Ethnicity data

Photo credit: NAY_8628, Nayyar Photography, Flickr 2014, CC-BY 2.0.

Using ethnicity data in genomic research

Our human consortial projects are generating data on samples collected from many populations – people with different ethnic backgrounds, living in different geographical locations. Determining appropriate ways to present data and research findings specific to ethnic groups is an important ethical challenge.

When comparing genetic data, population information or 'ethnic data' is used to match cases (children with severe malaria) and controls (healthy children). This is done because it's important to compare children who are as similar as possible to each other, except for their illness.

Matching cases and controls from the same population or ethnic group helps to ensure the results obtained are really due to different susceptibilities to malaria, and not due to other differences between the cases and controls. However, including ethnic data in the scientific analysis means that any research results will also be related to each ethnic group.
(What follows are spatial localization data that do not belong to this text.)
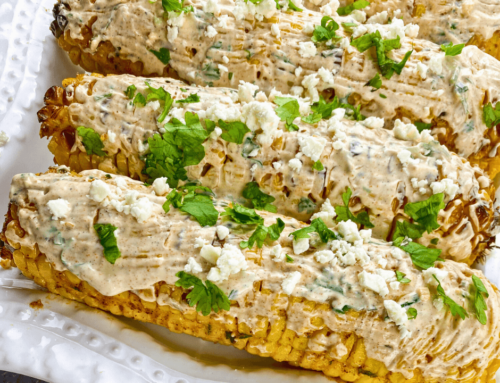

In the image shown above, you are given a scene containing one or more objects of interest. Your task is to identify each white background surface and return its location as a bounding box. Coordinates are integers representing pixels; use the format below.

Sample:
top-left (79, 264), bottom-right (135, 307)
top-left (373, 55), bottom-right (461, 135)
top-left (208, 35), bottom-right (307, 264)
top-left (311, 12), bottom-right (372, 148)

top-left (0, 1), bottom-right (499, 382)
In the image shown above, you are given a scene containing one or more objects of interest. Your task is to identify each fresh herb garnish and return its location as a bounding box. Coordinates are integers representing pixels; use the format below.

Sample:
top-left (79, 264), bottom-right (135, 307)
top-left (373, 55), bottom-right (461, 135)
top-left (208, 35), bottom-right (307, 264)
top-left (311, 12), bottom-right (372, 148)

In the past, linking scientific data and findings to particular ethnic groups or populations has raised concerns about possible stigma or discrimination. Although these concerns may not be directly relevant for our research into malaria, we want to ensure our results and data are shared in a way that does not create negative effects for the people from which samples were collected.

Our ethics team engaged in a three year research project to investigate stakeholder perspectives on the ethical challenges of collecting, using, publishing or releasing ethnic data in genomic research. As part of this qualitative study, our team conducted qualitative interviews with researchers, fieldworkers, ethics committee members and representatives of the funding bodies in Africa, Europe and the USA.